Palac Bonerowski

Every mansion on the market square has its stories to tell. Amorous intrigues have been hatched, poets and pianists have weaved their magic, and during times of occupation, plans for national uprisings have been laid. The so-called Palac Bonerowski is one such place that's no stranger to drama. Former owners have included trusted allies of the crown, whilst more recently, one of Poland's most eccentric artistic patrons held court there.

In 2007, the palace was given a new lease of life when the whole edifice was opened as a luxury hotel. Painstaking renovation, both inside and out, has brought the place into the twenty-first century, whilst simultaneously conserving all sorts of wonders from times past. So exquisitely has the facade been spruced up, one imagines it hasn't looked this good in centuries.

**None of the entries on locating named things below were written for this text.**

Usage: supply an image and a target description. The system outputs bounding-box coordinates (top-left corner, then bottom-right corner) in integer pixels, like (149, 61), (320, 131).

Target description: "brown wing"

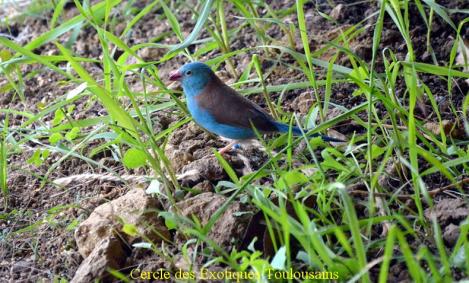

(196, 76), (278, 132)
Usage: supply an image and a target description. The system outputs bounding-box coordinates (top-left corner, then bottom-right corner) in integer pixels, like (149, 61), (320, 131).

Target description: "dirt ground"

(0, 0), (469, 282)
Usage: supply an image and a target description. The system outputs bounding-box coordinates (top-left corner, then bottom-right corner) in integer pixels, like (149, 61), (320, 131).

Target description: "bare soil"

(0, 0), (469, 281)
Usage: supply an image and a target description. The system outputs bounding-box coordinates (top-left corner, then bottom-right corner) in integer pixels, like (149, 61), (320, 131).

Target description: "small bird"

(169, 62), (342, 154)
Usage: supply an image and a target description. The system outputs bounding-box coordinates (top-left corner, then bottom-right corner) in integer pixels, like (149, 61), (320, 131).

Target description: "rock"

(75, 189), (169, 257)
(176, 192), (251, 249)
(329, 4), (345, 21)
(178, 156), (226, 186)
(443, 223), (459, 246)
(70, 238), (127, 283)
(291, 91), (314, 114)
(137, 47), (162, 61)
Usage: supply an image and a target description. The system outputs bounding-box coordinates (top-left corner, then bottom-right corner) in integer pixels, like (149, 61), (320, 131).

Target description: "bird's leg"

(218, 141), (236, 154)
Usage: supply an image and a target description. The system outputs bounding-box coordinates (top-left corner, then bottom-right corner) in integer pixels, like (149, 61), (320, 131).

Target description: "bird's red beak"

(169, 70), (182, 81)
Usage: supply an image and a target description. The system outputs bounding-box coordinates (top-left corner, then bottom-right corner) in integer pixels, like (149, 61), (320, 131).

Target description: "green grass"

(0, 0), (469, 282)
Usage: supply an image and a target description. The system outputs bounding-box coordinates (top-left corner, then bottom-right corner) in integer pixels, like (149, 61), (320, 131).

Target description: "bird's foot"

(218, 141), (241, 155)
(218, 141), (236, 155)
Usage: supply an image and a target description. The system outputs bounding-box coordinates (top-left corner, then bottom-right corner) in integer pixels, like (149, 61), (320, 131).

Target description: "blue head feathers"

(170, 62), (215, 96)
(169, 62), (344, 152)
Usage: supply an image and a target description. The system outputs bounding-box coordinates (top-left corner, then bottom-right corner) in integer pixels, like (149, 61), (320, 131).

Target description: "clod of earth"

(75, 188), (169, 257)
(70, 237), (127, 283)
(176, 192), (252, 247)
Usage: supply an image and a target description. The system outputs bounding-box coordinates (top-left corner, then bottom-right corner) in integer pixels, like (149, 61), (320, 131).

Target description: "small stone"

(329, 4), (344, 21)
(75, 189), (169, 257)
(292, 91), (314, 114)
(176, 192), (251, 249)
(443, 223), (459, 246)
(70, 238), (127, 283)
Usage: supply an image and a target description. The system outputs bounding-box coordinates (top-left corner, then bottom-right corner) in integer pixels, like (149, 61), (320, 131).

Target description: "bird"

(169, 62), (343, 154)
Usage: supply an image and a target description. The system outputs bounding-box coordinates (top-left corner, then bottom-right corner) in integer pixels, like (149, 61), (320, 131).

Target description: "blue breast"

(187, 96), (256, 140)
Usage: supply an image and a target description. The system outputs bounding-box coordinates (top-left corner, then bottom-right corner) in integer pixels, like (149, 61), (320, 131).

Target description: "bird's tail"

(275, 122), (345, 142)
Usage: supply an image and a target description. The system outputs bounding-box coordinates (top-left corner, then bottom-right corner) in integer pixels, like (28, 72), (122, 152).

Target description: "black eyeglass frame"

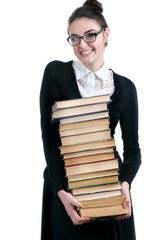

(67, 27), (106, 46)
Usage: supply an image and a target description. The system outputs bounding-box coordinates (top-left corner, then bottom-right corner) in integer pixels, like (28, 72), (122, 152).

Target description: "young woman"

(40, 1), (141, 240)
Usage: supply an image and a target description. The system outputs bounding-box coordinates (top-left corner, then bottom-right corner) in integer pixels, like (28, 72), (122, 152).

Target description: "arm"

(120, 81), (141, 185)
(117, 82), (141, 219)
(40, 64), (90, 225)
(40, 63), (67, 193)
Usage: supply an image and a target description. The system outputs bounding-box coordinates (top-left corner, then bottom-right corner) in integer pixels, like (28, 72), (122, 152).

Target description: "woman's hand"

(116, 182), (131, 219)
(58, 190), (90, 225)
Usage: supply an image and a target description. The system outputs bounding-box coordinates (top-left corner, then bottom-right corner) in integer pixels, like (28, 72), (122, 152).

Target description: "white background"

(0, 0), (160, 240)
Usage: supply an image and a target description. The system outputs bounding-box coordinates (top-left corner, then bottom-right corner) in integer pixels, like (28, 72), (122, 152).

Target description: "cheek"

(73, 47), (78, 56)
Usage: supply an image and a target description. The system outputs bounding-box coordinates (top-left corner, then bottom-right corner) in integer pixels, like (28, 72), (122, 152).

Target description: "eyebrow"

(71, 29), (98, 37)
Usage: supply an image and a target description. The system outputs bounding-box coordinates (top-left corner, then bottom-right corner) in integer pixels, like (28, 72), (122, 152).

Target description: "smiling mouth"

(80, 49), (94, 56)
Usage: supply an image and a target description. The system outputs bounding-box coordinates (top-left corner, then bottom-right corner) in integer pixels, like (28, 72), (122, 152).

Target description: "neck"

(83, 60), (104, 72)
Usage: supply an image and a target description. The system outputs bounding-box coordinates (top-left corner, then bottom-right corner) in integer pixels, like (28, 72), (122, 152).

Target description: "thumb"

(72, 199), (83, 208)
(123, 197), (130, 208)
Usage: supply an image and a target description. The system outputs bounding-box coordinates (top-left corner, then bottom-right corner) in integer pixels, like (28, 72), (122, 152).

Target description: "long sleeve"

(120, 81), (141, 184)
(40, 63), (66, 193)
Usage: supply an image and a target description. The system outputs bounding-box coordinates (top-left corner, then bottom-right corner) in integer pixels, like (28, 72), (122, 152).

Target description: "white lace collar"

(73, 60), (109, 84)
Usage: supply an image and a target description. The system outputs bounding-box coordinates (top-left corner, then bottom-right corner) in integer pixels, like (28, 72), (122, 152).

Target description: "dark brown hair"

(68, 0), (108, 32)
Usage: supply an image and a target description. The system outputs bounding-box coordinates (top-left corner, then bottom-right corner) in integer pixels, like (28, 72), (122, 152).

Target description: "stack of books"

(51, 95), (128, 218)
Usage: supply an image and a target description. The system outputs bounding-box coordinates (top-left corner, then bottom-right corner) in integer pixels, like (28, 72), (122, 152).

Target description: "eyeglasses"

(67, 28), (105, 46)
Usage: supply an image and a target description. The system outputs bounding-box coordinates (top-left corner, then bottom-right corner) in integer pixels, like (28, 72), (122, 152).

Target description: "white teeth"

(81, 50), (92, 55)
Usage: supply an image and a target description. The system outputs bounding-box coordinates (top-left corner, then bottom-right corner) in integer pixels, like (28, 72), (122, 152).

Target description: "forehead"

(69, 18), (100, 35)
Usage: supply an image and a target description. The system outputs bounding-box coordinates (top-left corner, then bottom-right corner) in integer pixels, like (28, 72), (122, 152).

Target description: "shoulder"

(113, 72), (136, 96)
(45, 60), (73, 71)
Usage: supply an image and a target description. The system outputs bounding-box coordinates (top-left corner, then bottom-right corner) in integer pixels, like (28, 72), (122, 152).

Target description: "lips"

(80, 49), (93, 56)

Above: The Palac Bonerowski on Krakow's Market Square

The hotels that have made their home on Krakow's main square can be counted on one hand (a hand that's missing a few fingers to add a gothic touch). The Palac Bonerowski commands as fine a view onto the plaza as any, located right in the middle of the northern rim of the square.

Travellers can relax in the lap of luxury here, not simply as Krakow's top treasures are all at your fingertips, the hotel itself is perfectly appointed to suit modern tastes. Guests have half a dozen lavish apartments to choose from, and there are a good many singles and doubles too.

Inside the hotel, delightful historical elements emerge at every corner. Seventeenth century murals have been uncovered in the halls, whilst coffered wooden ceilings from even earlier adorn the conference rooms. Down in the atmospheric medieval cellars, an enticing restaurant and bar await. There gastronauts can enjoy a banquet of Polish and Italian cuisine. As it goes, the palace has seen its fair share of banqueting. When Poland saved Vienna from the Ottoman invasion in 1683, victorious King and Commander Jan Sobieski celebrated in this very building.

The hotel in fact takes its name from the Boner family, a distinguished dynasty that owned the property during the sixteenth century. They were valued advisors to the king, eventually ennobled for their services to the crown. A hundred years ago, the flamboyant figure of Feliks 'Manggha' Jasienski had an apartment in the palace. Besides being amongst the greatest patrons of Polish art, he was head over heels in love with Japan. He liked nothing more than to parade around on his balcony, dressed in a vintage kimono. Some of the most colourful characters from Poland's fin-de-siecle dropped in on the eccentric collector. (Today, the collection is housed in the Manggha Museum).

All in all, Palac Bonerowski is an intriguing addition to Krakow's hotel scene. Well worth a try if you want to stay in the heart of the city.